The Willows Park Studio films include:
- The Crimson Paradise (1933; "Fighting Playboy" in the US) (The first all talking motion picture in Canada.)
- Secrets of Chinatown (1935; Production Company was Commonwealth Productions Ltd. based on the out of print book The Black Robe by Guy Morton. Kathleen Dunsmuir invested $50,000 in the film. Before completion of the film Commonwealth Productions went bankrupt, Northern Films Ltd. completed post production of the film, Kathleen Dunsmuir lost all $50,000. The film is technically British it received British film registration number br. 11391. The film was seized by the police at request of the Chinese Consul with the claim it was offensive, the film was altered before its release. In Victoria Harry Hewitson the actor playing Chan Tow Ling would remind the audience with the warning it was fictional.
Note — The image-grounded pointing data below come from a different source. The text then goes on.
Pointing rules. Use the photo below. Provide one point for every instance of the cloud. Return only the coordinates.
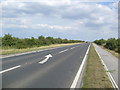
(78, 19)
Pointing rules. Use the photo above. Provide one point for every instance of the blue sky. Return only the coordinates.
(70, 19)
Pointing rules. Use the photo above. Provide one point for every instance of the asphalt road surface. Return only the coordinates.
(54, 68)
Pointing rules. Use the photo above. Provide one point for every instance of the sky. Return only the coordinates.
(71, 19)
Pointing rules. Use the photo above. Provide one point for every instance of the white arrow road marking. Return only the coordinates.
(63, 51)
(45, 60)
(10, 69)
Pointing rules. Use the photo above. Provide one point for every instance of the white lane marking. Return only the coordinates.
(108, 73)
(45, 60)
(10, 69)
(63, 51)
(74, 84)
(72, 48)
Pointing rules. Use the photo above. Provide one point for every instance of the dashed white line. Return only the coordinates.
(63, 51)
(10, 69)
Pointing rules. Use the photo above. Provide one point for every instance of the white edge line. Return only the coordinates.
(74, 84)
(10, 69)
(108, 73)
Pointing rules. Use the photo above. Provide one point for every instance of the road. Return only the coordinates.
(54, 68)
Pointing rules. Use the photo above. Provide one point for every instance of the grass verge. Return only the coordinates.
(95, 75)
(111, 51)
(15, 51)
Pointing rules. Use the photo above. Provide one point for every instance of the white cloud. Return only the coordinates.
(63, 15)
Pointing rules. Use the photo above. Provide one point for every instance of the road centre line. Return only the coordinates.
(63, 51)
(10, 69)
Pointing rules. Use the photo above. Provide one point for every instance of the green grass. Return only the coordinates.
(111, 51)
(7, 51)
(95, 75)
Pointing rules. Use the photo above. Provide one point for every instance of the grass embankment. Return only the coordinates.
(95, 75)
(111, 51)
(15, 51)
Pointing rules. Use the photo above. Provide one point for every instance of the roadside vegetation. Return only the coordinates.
(95, 75)
(112, 44)
(11, 45)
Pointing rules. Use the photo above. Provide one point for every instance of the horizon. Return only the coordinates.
(69, 19)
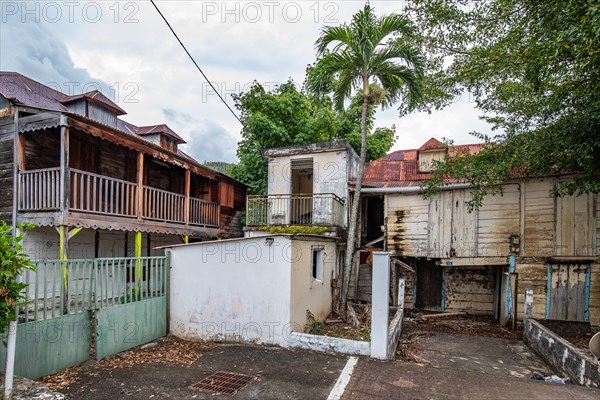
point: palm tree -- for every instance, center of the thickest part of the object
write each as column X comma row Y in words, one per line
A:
column 371, row 55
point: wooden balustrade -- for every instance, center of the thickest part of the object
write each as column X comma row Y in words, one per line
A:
column 102, row 195
column 98, row 194
column 204, row 213
column 39, row 190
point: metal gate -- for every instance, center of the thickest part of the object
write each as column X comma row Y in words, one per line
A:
column 131, row 299
column 125, row 297
column 568, row 291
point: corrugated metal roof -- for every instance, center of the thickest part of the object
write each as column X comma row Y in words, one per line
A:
column 98, row 97
column 25, row 91
column 400, row 168
column 162, row 128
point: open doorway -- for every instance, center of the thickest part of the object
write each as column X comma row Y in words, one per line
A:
column 430, row 280
column 302, row 190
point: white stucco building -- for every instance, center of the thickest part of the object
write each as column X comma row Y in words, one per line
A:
column 255, row 289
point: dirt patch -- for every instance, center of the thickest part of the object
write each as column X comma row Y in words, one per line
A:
column 582, row 342
column 167, row 369
column 417, row 325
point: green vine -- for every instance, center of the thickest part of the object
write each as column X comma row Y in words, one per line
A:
column 294, row 230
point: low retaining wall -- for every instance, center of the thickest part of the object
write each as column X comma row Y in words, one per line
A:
column 560, row 354
column 328, row 344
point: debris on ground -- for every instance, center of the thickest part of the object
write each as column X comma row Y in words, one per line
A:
column 550, row 378
column 25, row 389
column 167, row 350
column 476, row 325
column 419, row 323
column 62, row 379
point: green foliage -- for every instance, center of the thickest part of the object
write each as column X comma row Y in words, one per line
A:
column 312, row 325
column 294, row 230
column 287, row 116
column 533, row 69
column 13, row 261
column 219, row 166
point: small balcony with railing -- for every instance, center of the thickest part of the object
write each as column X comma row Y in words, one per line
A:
column 315, row 209
column 139, row 189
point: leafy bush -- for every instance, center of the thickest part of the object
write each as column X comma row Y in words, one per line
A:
column 13, row 261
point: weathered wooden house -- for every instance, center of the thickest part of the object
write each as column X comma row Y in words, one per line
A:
column 482, row 261
column 308, row 185
column 97, row 186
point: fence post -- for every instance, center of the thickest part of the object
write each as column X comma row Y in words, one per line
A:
column 380, row 304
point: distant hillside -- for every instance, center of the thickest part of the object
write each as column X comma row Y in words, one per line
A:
column 220, row 166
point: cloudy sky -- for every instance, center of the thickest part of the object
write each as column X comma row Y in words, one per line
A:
column 125, row 49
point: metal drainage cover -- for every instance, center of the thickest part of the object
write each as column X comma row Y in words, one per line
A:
column 227, row 383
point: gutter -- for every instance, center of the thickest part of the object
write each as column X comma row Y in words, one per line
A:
column 413, row 189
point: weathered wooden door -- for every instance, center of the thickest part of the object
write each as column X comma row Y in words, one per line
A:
column 568, row 291
column 430, row 281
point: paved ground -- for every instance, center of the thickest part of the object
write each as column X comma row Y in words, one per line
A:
column 280, row 374
column 461, row 367
column 509, row 358
column 373, row 380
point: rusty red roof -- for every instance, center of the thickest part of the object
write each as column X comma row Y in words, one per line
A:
column 97, row 97
column 162, row 128
column 400, row 168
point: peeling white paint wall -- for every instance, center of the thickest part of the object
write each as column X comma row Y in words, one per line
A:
column 244, row 289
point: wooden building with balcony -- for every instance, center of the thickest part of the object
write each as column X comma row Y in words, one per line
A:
column 71, row 166
column 308, row 186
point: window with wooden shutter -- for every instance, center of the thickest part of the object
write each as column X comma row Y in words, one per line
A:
column 226, row 198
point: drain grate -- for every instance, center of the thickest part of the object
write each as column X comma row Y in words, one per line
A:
column 227, row 383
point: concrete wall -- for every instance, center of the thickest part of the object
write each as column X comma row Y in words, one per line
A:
column 560, row 354
column 43, row 244
column 306, row 292
column 231, row 290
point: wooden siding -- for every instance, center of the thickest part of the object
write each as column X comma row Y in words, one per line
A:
column 574, row 226
column 470, row 289
column 498, row 219
column 6, row 172
column 538, row 219
column 407, row 217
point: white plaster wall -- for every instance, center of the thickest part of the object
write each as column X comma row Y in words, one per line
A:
column 232, row 290
column 306, row 292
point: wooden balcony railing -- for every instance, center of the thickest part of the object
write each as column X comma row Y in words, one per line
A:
column 324, row 209
column 39, row 190
column 161, row 205
column 204, row 213
column 102, row 195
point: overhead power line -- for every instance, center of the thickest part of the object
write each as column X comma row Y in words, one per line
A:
column 194, row 61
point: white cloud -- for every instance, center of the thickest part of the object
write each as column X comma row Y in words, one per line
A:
column 133, row 54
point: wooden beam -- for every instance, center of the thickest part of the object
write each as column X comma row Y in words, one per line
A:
column 64, row 168
column 403, row 265
column 186, row 207
column 21, row 153
column 371, row 243
column 140, row 183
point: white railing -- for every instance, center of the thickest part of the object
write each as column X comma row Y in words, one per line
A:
column 161, row 205
column 102, row 195
column 204, row 212
column 39, row 189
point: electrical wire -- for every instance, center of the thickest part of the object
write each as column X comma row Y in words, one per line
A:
column 194, row 61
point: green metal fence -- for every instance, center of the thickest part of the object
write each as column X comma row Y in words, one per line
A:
column 126, row 296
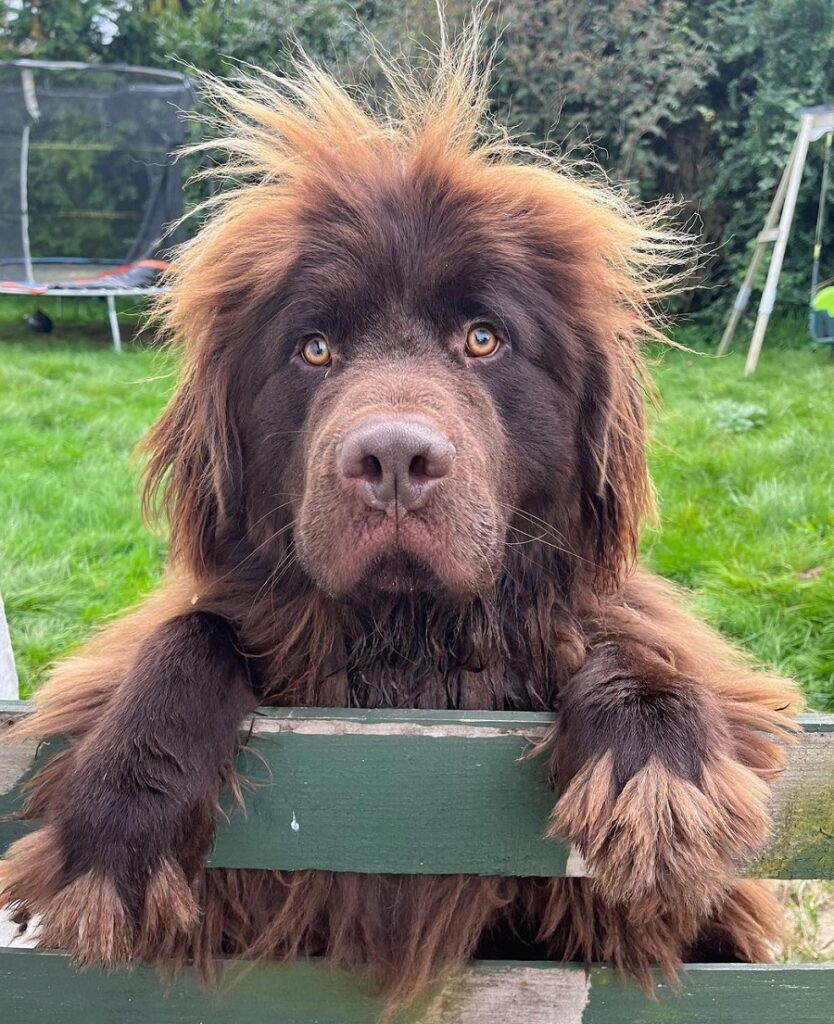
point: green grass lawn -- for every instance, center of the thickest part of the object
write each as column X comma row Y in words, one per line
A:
column 744, row 473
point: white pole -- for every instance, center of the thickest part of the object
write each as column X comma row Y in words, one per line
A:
column 763, row 239
column 8, row 674
column 31, row 101
column 768, row 295
column 30, row 276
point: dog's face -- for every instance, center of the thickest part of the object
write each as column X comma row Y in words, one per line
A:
column 404, row 398
column 409, row 368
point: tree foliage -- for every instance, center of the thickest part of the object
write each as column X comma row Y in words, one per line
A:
column 694, row 98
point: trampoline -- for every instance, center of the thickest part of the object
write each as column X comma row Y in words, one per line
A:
column 88, row 179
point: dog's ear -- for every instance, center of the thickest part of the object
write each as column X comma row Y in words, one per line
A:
column 195, row 463
column 616, row 489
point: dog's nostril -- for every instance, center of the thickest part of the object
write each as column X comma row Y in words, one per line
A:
column 371, row 468
column 395, row 461
column 418, row 467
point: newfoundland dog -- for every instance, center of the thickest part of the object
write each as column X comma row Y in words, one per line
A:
column 405, row 467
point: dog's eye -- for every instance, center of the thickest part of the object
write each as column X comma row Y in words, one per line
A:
column 317, row 350
column 482, row 340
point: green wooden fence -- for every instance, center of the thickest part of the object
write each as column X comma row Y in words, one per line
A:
column 426, row 792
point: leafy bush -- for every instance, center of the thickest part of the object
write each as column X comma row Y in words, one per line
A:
column 695, row 99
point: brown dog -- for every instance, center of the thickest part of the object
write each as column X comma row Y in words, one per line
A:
column 405, row 467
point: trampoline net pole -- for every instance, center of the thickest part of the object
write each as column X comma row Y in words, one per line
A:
column 30, row 273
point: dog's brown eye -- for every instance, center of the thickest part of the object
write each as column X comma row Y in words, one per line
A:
column 317, row 350
column 482, row 340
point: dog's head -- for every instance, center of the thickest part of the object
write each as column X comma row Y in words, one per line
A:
column 410, row 352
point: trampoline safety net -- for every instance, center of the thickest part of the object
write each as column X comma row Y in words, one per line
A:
column 87, row 176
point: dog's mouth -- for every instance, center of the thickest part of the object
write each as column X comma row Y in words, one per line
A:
column 398, row 570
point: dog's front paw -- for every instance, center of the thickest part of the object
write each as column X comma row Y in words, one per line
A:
column 660, row 840
column 95, row 914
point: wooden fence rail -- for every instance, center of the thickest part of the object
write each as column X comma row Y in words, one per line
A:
column 425, row 793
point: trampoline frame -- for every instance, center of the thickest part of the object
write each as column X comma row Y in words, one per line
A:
column 58, row 291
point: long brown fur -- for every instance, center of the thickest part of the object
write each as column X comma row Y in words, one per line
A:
column 544, row 610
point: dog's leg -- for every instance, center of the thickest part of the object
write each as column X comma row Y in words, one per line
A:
column 653, row 793
column 109, row 873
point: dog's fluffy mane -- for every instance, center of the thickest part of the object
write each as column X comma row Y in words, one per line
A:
column 288, row 141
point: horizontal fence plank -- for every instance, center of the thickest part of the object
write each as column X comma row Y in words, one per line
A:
column 434, row 792
column 44, row 988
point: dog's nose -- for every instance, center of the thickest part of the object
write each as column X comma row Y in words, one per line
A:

In addition to Chinatown and surrounding downtown Victoria the Gonzales area is used in outdoor shots of the film.)
- Fury and the Woman (1936, aka Lucky Corrigan)
- Lucky Fugitives (1936)
- Secret Patrol (1936)
- Stampede (1936)
- Tugboat Princess (1936)
- What Price Vengeance? (1937)
- Manhattan Shakedown (1937)
- Murder is News (1937)
- Woman Against the World (1937)
- Death Goes North (1937)
- Convicted (1938)
- Special Inspector (1938)
- Commandos Strike at Dawn (1942)

==Parks==
- Anderson Hill Park - The Vancouver Island Trail's southern terminus is located here
- Uplands Park / Cattle Point (a Garry oak ecosystem).
- Willows Beach

==Public safety==
- Oak Bay Emergency Program
- Oak Bay Fire Department - The Oak Bay Fire Department was formed in 1937.
- Oak Bay Police Department - The Oak Bay Police Department was formed in 1906.
- Oak Bay Sea Rescue (OBSR) - Royal Canadian Marine Search and Rescue Station 33 (RCM-SAR) - Oak Bay Sea Rescue was formed in 1977, and is a volunteer organisation. The Unit's Boats are based out of Oak Bay Marina

==Education==
Oak Bay is the home of the University of Victoria, a public research institution in the Capital Region District. While much of the University of Victoria campus is located within the District of Oak Bay, parts of it are also located in the adjacent municipality of Saanich.

Oak Bay also hosts a number of academically focused public and private secondary schools which are part of School District 61. There is one public elementary school, Willows Elementary, one public middle school, Monterey Middle School, and one public high school, Oak Bay High School, with the largest student population in the Greater Victoria School District. Residents in the South Oak Bay area may also register their children at the nearby Margaret Jenkins Elementary (in Victoria). In addition to public schools, there are two private schools located in Oak Bay, Glenlyon Norfolk School and St. Michael's University School.